At veraison, the pectins component of the cell walls of olives consist mainly insoluble protopectins. Soluble pectin extracted by water and by sodium oxalate represents a small portion from the whole pectins (Table 5). During the ripening of the drupe, the contents protopectines decrease dramatically and can lose up to 75 % of their initial content. At the same time, there has been a steady increase soluble pectin content so that at maturity, the difference between these two types of pectin becomes very low (Table 5; Fig. 2).

Table 5 Influence of proteolytic and pectolytic activities on different fractions of pectin (µg galacturonic acid/g dry matter of olive flesh) contents in olives during ripening

Furthermore, Fig. 1 shows the evolution of enzymatic activities PE and PG of olives during ripening. These two activities generally increase during ripening: PE activities increased gradually to a maximum recorded in the few days before full maturity and then fall again at the end of ripening. PG activity decreased during ripening and then increase slowly at the beginning of ripening, and a larger and faster way to end. The increase in activity was accompanied by a decline in protopectins content and increased of soluble pectins content (Table 5).

Fig. 1
figure1

Evolution of endogenous enzymatic activities, polygalacturonases (PG) and pectinestérases activities (PE), during olives ripening

Influence of exogenous pectolytic and proteolytic activities on the degradation of the cell wall during the oil extraction

Whatever the enzymatic treatment used, there is still a decline in protopectins content and increased in the contents of soluble pectins during ripening with decrease of the gap between these two types of pectins maturity. This affects the total contents of pectin since protopectins represent almost all pectins at veraison (Fig. 2). In addition, pectolytic activities provide a very significant reduction in the contents of total pectins and this from veraison. However, the application of proteolytic activities alone or added with pectolytic activities implies no significant effect on the degradation of pectic substances and this regardless of the harvest date (Table 5; Fig. 2).

Fig. 2
figure2

Influence of pectolytic and proteolytic activities on the total pectin content in olives during ripening. Values followed by different letters are significantly different (P = 0.05)
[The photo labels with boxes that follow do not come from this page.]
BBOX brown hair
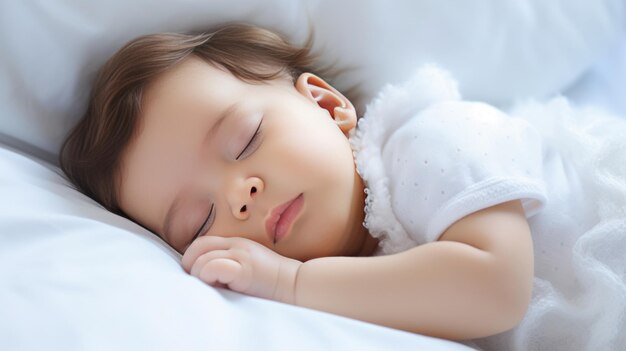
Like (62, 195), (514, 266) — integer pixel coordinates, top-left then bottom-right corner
(59, 24), (342, 217)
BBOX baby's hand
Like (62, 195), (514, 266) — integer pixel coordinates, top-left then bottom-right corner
(182, 236), (302, 304)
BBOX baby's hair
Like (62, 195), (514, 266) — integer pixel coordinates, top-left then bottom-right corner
(59, 24), (342, 217)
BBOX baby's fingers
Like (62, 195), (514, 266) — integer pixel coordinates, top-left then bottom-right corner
(189, 250), (243, 285)
(198, 258), (243, 287)
(181, 236), (232, 275)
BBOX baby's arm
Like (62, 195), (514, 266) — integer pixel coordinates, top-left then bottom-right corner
(182, 201), (533, 339)
(295, 201), (533, 339)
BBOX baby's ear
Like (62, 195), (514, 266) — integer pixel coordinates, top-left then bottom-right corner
(296, 72), (357, 136)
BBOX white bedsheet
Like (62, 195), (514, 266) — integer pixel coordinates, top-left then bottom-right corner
(0, 0), (626, 350)
(0, 145), (469, 351)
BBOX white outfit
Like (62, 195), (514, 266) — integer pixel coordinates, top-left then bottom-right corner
(350, 67), (626, 350)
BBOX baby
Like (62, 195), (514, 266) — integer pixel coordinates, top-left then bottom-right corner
(60, 24), (624, 349)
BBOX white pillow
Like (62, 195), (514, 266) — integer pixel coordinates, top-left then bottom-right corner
(0, 144), (469, 351)
(0, 0), (624, 162)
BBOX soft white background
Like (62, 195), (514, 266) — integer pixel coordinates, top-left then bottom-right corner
(0, 0), (626, 350)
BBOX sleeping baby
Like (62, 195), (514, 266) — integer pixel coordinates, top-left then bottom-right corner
(60, 24), (626, 350)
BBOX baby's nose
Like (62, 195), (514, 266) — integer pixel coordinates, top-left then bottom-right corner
(229, 177), (264, 220)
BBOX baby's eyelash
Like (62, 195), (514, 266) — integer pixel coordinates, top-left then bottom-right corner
(235, 119), (263, 160)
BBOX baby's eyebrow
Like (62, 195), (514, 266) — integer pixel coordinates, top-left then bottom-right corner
(161, 102), (239, 242)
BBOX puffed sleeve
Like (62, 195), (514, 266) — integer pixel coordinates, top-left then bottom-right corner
(382, 101), (547, 244)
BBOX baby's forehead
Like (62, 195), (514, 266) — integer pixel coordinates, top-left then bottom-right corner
(142, 56), (294, 105)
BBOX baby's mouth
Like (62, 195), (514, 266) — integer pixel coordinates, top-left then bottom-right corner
(265, 193), (304, 244)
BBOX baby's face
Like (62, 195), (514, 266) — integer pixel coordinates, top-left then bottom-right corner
(120, 58), (367, 260)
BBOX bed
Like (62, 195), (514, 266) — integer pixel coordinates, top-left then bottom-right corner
(0, 0), (626, 351)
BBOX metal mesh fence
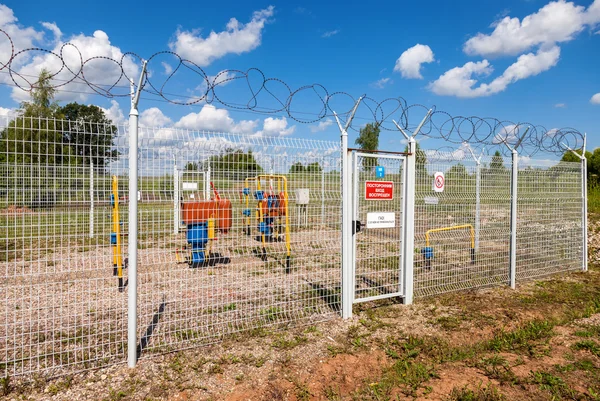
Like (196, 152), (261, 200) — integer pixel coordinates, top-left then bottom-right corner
(517, 160), (584, 280)
(414, 151), (511, 297)
(0, 117), (127, 376)
(0, 113), (584, 376)
(138, 129), (341, 352)
(353, 154), (405, 302)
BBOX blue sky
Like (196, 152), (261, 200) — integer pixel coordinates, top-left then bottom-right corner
(0, 0), (600, 154)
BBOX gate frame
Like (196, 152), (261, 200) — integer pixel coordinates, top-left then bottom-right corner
(348, 149), (412, 304)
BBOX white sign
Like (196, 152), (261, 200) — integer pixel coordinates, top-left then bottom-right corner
(423, 196), (440, 205)
(183, 182), (198, 191)
(433, 171), (446, 192)
(367, 212), (396, 228)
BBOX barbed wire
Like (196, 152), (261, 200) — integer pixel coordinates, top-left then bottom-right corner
(0, 29), (584, 156)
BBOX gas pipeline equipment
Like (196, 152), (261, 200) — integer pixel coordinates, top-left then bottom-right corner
(242, 174), (291, 273)
(176, 182), (232, 268)
(421, 224), (475, 269)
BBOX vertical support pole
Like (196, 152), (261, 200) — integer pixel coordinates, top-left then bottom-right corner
(173, 163), (181, 234)
(342, 126), (354, 319)
(90, 161), (94, 238)
(581, 154), (588, 272)
(321, 160), (325, 224)
(127, 61), (147, 368)
(204, 162), (211, 200)
(475, 158), (481, 252)
(508, 149), (519, 289)
(403, 137), (417, 305)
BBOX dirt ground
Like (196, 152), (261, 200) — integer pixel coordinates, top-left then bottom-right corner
(0, 216), (600, 401)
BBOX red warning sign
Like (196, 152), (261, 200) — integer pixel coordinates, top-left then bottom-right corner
(365, 181), (394, 200)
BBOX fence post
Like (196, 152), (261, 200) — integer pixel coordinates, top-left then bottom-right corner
(581, 150), (588, 272)
(403, 136), (417, 305)
(508, 148), (519, 289)
(127, 61), (147, 368)
(90, 161), (94, 238)
(333, 96), (364, 319)
(173, 164), (179, 234)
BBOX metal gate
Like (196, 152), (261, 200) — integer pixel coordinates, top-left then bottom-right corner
(352, 152), (406, 303)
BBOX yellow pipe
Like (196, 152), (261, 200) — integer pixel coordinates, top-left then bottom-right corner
(112, 175), (123, 289)
(425, 224), (475, 249)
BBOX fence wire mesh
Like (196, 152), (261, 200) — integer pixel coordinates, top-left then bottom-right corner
(353, 154), (405, 302)
(0, 113), (584, 376)
(414, 151), (511, 297)
(0, 117), (127, 376)
(138, 129), (341, 352)
(517, 160), (584, 280)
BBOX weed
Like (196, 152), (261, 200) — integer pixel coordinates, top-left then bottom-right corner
(531, 371), (577, 399)
(449, 383), (506, 401)
(573, 340), (600, 357)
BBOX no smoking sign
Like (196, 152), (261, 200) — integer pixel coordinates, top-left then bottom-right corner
(433, 171), (446, 192)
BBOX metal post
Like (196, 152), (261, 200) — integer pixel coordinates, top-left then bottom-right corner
(321, 160), (325, 224)
(581, 154), (588, 272)
(173, 164), (180, 234)
(508, 148), (519, 289)
(127, 61), (147, 368)
(90, 161), (94, 238)
(204, 162), (211, 200)
(475, 158), (481, 252)
(333, 96), (363, 319)
(403, 137), (417, 305)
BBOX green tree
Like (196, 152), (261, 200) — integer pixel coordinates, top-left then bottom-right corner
(57, 102), (118, 170)
(355, 123), (380, 170)
(290, 162), (304, 174)
(184, 162), (198, 171)
(0, 69), (63, 164)
(306, 162), (323, 173)
(204, 148), (263, 179)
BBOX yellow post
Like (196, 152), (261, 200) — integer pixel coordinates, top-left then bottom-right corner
(111, 175), (123, 292)
(425, 224), (475, 263)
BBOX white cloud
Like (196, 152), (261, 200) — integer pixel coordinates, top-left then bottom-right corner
(0, 4), (44, 54)
(321, 29), (340, 38)
(175, 104), (258, 134)
(139, 107), (173, 127)
(464, 0), (600, 57)
(169, 6), (274, 67)
(371, 78), (394, 89)
(100, 100), (125, 125)
(42, 22), (62, 42)
(254, 117), (296, 137)
(160, 61), (173, 75)
(429, 46), (560, 98)
(394, 44), (435, 79)
(310, 118), (333, 134)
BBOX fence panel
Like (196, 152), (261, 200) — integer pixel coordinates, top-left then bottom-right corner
(517, 160), (584, 282)
(138, 129), (341, 352)
(0, 117), (127, 377)
(414, 150), (511, 297)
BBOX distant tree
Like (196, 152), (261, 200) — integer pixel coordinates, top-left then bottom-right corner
(306, 162), (323, 173)
(204, 148), (263, 179)
(0, 69), (63, 164)
(355, 123), (380, 170)
(184, 162), (198, 171)
(290, 162), (304, 174)
(57, 102), (118, 171)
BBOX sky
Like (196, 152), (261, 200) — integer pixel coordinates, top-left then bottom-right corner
(0, 0), (600, 155)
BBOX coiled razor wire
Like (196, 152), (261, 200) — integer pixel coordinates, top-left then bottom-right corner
(0, 30), (583, 156)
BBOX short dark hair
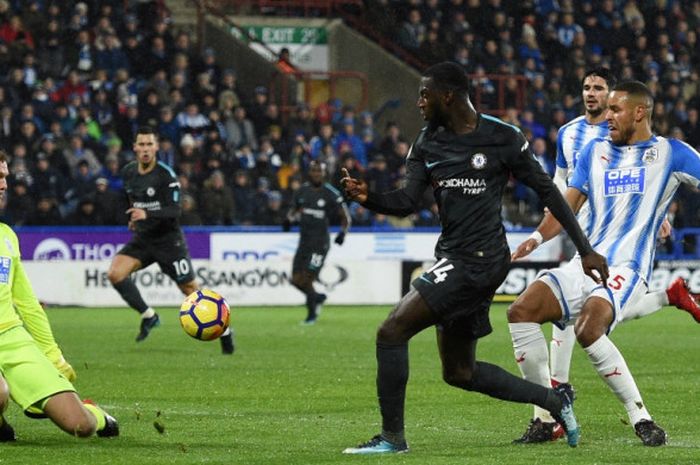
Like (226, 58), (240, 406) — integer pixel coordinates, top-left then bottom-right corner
(581, 66), (617, 90)
(136, 126), (156, 136)
(423, 61), (469, 94)
(613, 81), (654, 108)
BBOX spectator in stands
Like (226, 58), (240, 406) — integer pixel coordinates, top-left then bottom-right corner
(224, 106), (258, 150)
(277, 47), (296, 74)
(25, 194), (63, 226)
(258, 191), (287, 226)
(199, 170), (235, 225)
(233, 170), (256, 225)
(397, 8), (425, 52)
(93, 177), (129, 225)
(334, 119), (367, 169)
(5, 178), (35, 226)
(66, 195), (104, 226)
(63, 134), (102, 177)
(175, 102), (210, 141)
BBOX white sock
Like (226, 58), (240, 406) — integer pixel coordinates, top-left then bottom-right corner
(508, 323), (554, 423)
(622, 291), (668, 321)
(584, 336), (651, 425)
(549, 326), (576, 383)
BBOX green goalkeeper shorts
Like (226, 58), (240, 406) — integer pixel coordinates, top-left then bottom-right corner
(0, 326), (75, 416)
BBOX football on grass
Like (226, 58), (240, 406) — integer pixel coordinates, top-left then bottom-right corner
(180, 289), (230, 341)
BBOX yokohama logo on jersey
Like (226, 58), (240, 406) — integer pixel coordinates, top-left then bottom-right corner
(132, 200), (160, 210)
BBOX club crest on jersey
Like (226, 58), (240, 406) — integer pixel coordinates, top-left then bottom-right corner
(5, 237), (15, 254)
(642, 147), (659, 165)
(471, 153), (486, 170)
(605, 166), (646, 197)
(0, 257), (12, 284)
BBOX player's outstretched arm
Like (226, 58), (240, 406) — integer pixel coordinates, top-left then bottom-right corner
(340, 168), (368, 203)
(12, 260), (77, 381)
(340, 168), (427, 216)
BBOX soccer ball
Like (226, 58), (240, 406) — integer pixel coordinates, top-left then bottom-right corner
(180, 289), (230, 341)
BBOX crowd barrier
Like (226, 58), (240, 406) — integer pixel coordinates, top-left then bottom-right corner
(18, 228), (700, 307)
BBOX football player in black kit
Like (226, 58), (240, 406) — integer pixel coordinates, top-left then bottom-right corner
(282, 160), (351, 325)
(341, 62), (608, 454)
(107, 127), (234, 354)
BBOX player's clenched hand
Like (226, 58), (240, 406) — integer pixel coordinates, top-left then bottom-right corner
(126, 207), (146, 221)
(340, 168), (367, 203)
(510, 239), (539, 262)
(581, 251), (610, 287)
(54, 357), (78, 383)
(658, 218), (673, 239)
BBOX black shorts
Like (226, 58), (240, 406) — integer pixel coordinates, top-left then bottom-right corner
(292, 244), (330, 277)
(411, 250), (510, 339)
(117, 234), (194, 284)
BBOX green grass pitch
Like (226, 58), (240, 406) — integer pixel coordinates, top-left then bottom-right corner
(0, 304), (700, 465)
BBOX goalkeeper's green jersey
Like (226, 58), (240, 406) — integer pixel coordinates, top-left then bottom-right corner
(0, 223), (62, 361)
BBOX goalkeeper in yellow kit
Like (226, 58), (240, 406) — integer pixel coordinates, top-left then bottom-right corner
(0, 150), (119, 441)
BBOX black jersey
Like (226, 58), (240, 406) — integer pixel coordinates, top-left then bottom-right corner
(293, 182), (343, 243)
(366, 114), (590, 259)
(121, 161), (180, 239)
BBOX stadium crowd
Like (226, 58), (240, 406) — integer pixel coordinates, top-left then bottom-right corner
(0, 0), (700, 232)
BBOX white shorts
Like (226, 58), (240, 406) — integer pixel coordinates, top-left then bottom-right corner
(537, 255), (648, 334)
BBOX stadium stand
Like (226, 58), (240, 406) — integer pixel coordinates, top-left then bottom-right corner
(0, 0), (700, 252)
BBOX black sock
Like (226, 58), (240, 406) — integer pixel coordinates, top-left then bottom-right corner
(377, 342), (408, 442)
(114, 278), (148, 313)
(467, 362), (561, 412)
(306, 290), (316, 318)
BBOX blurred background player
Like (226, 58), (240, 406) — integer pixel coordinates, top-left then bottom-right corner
(282, 160), (351, 324)
(342, 62), (607, 454)
(508, 81), (700, 446)
(515, 67), (700, 443)
(107, 127), (234, 354)
(0, 150), (119, 442)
Highlighting the presence of phenolic compounds bound to the pectocellulosic wall olives

Pectocellulosics cell walls isolated by ethanol precipitation (MIA) were found to contain significant amounts of polyphenols that may be released during the extraction of oil. The enzymatic hydrolysis of the MIA obtained from olives harvested at full maturity with the proteolytic and pectolytic activities used for the extraction of fat (Table 6) shows that the proteolytic activities alone have no influence on this release. However, the pectolytic activities lead to a very significant release of total polyphenols and even in catechin tannin. The combined action of proteolytic and pectolytic activities increases this release.

Table 6 Influence of proteolytic and pectolytic activities on the release of MIA polyphenols obtained from olives harvested at full maturity

Discussion

The ripening of Moroccan Picholine olives variety is accompanied by increased in oil content. These contents do not exceed 15 % at maturity and are quite low compared to the Moroccan varieties that can reach 19, 22 and 23 % respectively of the fresh material for varieties Dahbia, Haouzia and Menara (Hadiddou et al. 2013) and also over to other varieties (Picudo, Picual, Hojiblanca and Frantoio) for which the oil content can reach up to 25 % of plant fresh weight (Gomez-González et al. 2011; Jiménez et al. 2013; Beltran et al. 2004). The same findings were obtained in Moroccan olive groves where farmers get an oil yield situated between 13 and 18 %. This yield is affected by the farming techniques and the date of olive harvest (Ait Yacine 2002). In addition, the water content of the olives is an important parameter that determines the percentage of the oil during the extraction. During ripening, the humidity decreases with increasing oil content in the olives. In our case the low content of oil in the olives may be due to high humidity during the last sampling.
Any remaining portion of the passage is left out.